Actress Roles in Films
| Year | Film | Role | Notes |
| 2010 | Statue | Actress (Girl Musician) | Short film |
| The Somnambulist | Actress (Nurse) | Thriller |
| Red | Mary Louise Parker photo double | Action/ Comedy/ Crime |
| 2011 | Cutoff, LA | Actress (Alice) | Short/ Drama |
| 2012 | Django Unchained | Stand-in / violinist | Western |
| The Courier | Actress (Doctor) | Action/ Crime/ Thriller |
| 2013 | Dawn of the Planet of the Apes | Stand-in | Action/ Fantasy |
| 2014 | Gone | Actress (Mysterious Traveller) | Short, Mystery |
| Devil's Due | Actress (Violinist) | Horror |
| 13 Sins | Actress (Pianist) | Horror/ Thriller |
| Bad Country | Actress (Waitress) | Crime/ Drama |
| 2015 | Bullets at the Ballet | Actress (Mdme. Krakatov) | Action, Short film |
| Paranormal Abduction | Actress (Nurse) | Thriller |
| Bad Ass 3: Bad Asses on the Bayou | Actress (Violinist) | Action, Drama |
| Focus | Actress (Nicky's Crew) | Comedy, Crime, Drama |
| Runaway Hearts | Actress (Drug Buyer 2) | Drama, Family |
| 2016 | 10 Cloverfield Lane | Stunt and photo double for Mary Elizabeth Winstead | Thriller |
| 2017 | Vore | Nina (lead) | Drama |
| 2020 | Night Teeth | Stunts | Netflix drama |
| 2023 | The Boogeyman | Stunt double for Marin Ireland | Thriller |

Actress Roles in Television
| Year | Title | Role | Notes |
|---|---|---|---|
| 2010 | Treme | Actress (Mardi Gras Muse) | 1 episode |
| 2015 | Scream Queens | Actress and Stunts (Lady Red Devil) | 4 episodes |
| 2016 | Salem | Actress and Stunts (Female Refugee) | 1 episode |
| 2018 | NCIS: New Orleans | Actress (Helo EMT) | 1 episode |
| 2021 | Blood Relative | Stunt double for Melissa Leo | pilot |
| 2022 | Leverage: Redemption S2 | Stunt double for Jackie Goldston and Taylor Shurte | 2 episodes |
| 2023 | Secrets of Sulphur Springs | Stunt double for Kelly Frye | 1 episode |

==Discography==
- Blues Babe (2003)
- Kiss Your Blues Away (2004)
- Now is the Time (2006)
- Whatever You Want (2011)
- North Mississippi Christmas (2012)
- Blues Babe 23 (2023)
- Blues & Musings (2024)

==Awards==
Best Short Film 2010 Statue at the New Orleans Film Festival.

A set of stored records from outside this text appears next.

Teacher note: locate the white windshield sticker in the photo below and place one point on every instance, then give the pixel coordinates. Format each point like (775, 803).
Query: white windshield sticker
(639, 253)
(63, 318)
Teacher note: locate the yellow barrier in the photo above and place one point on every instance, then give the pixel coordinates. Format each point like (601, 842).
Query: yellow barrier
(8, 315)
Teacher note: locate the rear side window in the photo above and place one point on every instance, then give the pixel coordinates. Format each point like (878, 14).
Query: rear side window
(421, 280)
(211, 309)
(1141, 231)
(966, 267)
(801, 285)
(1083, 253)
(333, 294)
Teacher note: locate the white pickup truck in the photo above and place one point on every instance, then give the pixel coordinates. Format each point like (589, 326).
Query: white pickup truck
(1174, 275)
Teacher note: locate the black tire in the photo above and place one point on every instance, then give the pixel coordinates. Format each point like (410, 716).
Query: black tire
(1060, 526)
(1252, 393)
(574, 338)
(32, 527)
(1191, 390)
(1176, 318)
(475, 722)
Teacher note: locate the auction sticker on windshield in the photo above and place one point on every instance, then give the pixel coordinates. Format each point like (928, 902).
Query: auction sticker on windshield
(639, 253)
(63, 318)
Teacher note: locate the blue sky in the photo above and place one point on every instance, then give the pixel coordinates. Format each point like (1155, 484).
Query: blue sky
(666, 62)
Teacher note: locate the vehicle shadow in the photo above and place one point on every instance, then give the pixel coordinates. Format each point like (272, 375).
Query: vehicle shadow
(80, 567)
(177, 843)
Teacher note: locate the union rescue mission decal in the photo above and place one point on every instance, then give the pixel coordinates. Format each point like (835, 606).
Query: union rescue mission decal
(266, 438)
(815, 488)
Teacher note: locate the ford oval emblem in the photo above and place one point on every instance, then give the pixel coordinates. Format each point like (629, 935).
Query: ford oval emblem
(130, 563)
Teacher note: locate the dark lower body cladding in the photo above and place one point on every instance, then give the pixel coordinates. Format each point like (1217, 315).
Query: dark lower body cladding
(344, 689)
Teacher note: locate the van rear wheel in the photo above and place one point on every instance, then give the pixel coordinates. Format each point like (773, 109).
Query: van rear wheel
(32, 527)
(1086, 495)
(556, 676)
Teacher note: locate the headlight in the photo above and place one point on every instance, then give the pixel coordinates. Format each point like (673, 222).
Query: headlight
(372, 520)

Best Original Song 2012 ("Loving You is All I Know" from Statue) at Treasure Coast International Film Festival.

Best Film, for movie Statue at Brainwash Film Festival in 2012

Best of the Fest, for Statue at Short Sweet Film Fest in 2013

Best Louisiana Film, for Vore at New Orleans Horror Film Festival 2017

===Prominent positions held===
In August 2015, Munding was elected as Local Board Member (New Orleans) of Screen Actors Guild - American Federation of Television and Radio Artists and elected in 2019 to the National Board. From 2011 to 2014, she served on the Blues Foundation's Board of Directors.

In mid-2020, Munding began a quest to search for fellow performers' unclaimed residuals held in trust by SAG-AFTRA by using social media to assist in searching for performers or their estates to locate them.